The mantelpiece’s clock’s distant chime tore Julian from his spiralling thoughts. Half past noon already? He grimaced, rolling his stiff shoulders to work out the kinks.
“Your Grace?”
Julian glanced up. Percy hovered in the doorway, knuckles white around a silver tray. “A letter arrived, Your Grace. The lad ran off before I could ask who it was from.”
Dread trailed icy fingertips down Julian’s spine. Wordlessly, he accepted the folded foolscap. Percy slid back out and shut the study door with a hollow thud that echoed through the room like a gunshot.
Julian broke the plain wax seal and unfolded the letter crammed with rows of slanted script. No greeting, no signature, but he hardly needed either to identify the author.
When forced to decide between the woman you love and the country you serve, where would your loyalties lie? Two clocks now count down the hours. One life at the mercy of the rising tide, and the others at the clock attached to an infernal device. Choose, duke.
The country you serve – dear God, Parliament was in session.
And Caroline, at the mercy of the rising tide.

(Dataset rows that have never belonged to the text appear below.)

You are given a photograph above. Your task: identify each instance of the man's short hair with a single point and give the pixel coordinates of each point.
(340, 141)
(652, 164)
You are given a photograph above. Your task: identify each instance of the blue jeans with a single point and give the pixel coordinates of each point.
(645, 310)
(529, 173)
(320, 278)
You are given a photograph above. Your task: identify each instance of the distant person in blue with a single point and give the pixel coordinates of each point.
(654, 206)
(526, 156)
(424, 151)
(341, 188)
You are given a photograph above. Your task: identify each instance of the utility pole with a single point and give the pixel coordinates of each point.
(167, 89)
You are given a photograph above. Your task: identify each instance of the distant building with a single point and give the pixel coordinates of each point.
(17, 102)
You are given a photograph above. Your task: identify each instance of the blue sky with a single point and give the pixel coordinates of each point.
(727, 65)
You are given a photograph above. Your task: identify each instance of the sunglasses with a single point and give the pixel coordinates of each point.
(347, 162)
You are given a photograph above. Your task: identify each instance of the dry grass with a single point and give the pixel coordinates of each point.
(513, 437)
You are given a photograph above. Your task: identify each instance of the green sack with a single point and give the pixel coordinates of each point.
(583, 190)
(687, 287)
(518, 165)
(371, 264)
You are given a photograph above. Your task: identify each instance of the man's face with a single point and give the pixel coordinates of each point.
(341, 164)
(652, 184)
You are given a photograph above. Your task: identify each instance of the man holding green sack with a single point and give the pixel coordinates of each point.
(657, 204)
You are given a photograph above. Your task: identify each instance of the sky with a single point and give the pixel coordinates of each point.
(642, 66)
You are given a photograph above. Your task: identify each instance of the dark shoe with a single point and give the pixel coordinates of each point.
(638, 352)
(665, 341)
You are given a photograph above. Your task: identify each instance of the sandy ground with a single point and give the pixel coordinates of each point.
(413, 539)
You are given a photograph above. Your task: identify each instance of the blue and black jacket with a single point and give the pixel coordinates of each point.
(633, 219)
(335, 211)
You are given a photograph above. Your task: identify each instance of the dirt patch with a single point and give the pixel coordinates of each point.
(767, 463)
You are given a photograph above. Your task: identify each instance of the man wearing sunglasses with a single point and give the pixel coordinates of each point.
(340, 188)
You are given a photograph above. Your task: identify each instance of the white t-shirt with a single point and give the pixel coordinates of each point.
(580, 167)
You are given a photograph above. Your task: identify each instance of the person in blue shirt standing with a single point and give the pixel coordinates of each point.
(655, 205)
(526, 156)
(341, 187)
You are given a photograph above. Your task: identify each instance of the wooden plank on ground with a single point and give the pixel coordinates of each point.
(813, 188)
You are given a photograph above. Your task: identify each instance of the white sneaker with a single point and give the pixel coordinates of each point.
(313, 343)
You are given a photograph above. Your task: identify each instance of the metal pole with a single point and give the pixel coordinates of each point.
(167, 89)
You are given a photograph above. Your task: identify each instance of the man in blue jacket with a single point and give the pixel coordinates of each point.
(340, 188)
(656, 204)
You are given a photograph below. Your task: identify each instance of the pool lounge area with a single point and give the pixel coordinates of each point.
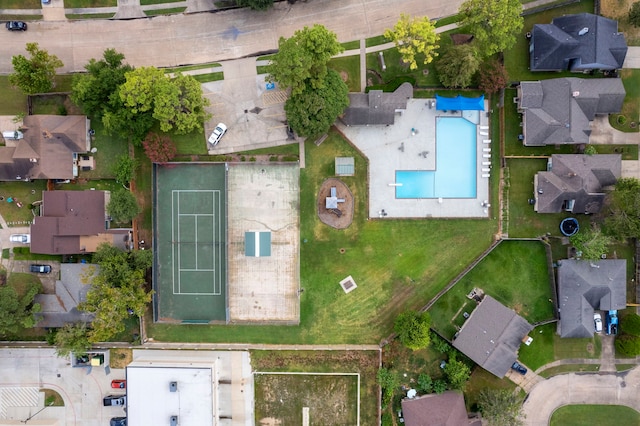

Julian’s jaw clenched against the panic threatening his composure. He grasped a pen and dipped it in ink, hand shaking. Threatening to snap the instrument in half as he jotted a note.
“Percy!” The shout seemed to ricochet through the halls. Julian grabbed his coat off the stand and strode from the study, crumpling the letter in his fist. He thrust it at the wide-eyed butler. “Have this sent to Mattias Wentworth immediately. Bring my carriage round.”
Outside, a chill rain misted the air. Julian descended the front steps swiftly and slipped into the waiting carriage.
“Where to, Your Grace?” the driver asked.
A warehouse at Wapping , Caroline had said.
“The docks at Wapping,” he bit out. “And hurry, damn you.”
The horses surged into motion as if sensing his urgency. Buildings blurred past the rain-streaked windows, ghostly shapes half glimpsed. Julian’s hand curled around the door handle, prepared to leap out when they arrived. He’d search every building himself if need be.
When the carriage finally juddered to a halt, Julian tore himself from the cab without waiting for the footman. The groan of ships and slap of water greeted him, tar and brine mingling with the metallic tang of blood from nearby slaughterhouses.
Think.
At the mercy of the rising tide.
Somewhere with access to the Thames.
Julian raced towards the warehouses near the Execution Dock, where the Admiralty courts sentenced pirates and mutineers to death – leaving them hanging until they had been submerged three times by the tide.
There – a building a stone’s throw from the dock, equipped with a private slip that flooded at high tide.
And the tide was nearly at its peak.